На подоконнике лежала почта. Журналы, петербургские газеты; писем не было. Почту сложил на стул, стул подвинул к постели.

Газеты просматривал бегло, рассеянно листал журналы. Протер глаза. «Московский вестник» в разделе «Литературные новости» оповещал читателей:

«Нам обещают скоро национальную поэму неизвестного автора «Андрей Переяславский». В ней много мест живописных, красот истинно поэтических, иногда обнаруживающих перо зрелое. Просим заранее читателей смотреть на нее без предубеждения, к которому, вероятно, приучили их наши неутомимые эпики».

Оттолкнул стул, журналы и газеты рассыпались по полу, трубка упала. Бред какой-то. Самоуправство. Зачислили в неизвестные авторы, отвалили сомнительные комплименты, воровским способом добыли рукопись и будут печатать. Кусай локти, бей посуду, рычи от злости…

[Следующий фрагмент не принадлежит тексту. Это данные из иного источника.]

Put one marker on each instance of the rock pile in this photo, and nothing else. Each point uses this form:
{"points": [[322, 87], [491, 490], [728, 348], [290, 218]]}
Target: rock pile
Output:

Друзья в форте «Слава» судили — теперь-то он уверен, справедливо — поэму. Как возликуют недруги! В «Андрее» уйма исторических и всяких ошибок, огрехов, части не связаны между собой.

Бестужев ступал по газетным листам, под ногами шуршали журнальные обложки.

В новой почте жди поучений и разносов «неизвестному автору»…

«Московский телеграф» не заставил себя ждать, рецензия не вполне ругательная, но обидная. Автора поэмы, как школяра, ловили на ошибках, не отказывая в даровании, дотошно вели счет слабостям…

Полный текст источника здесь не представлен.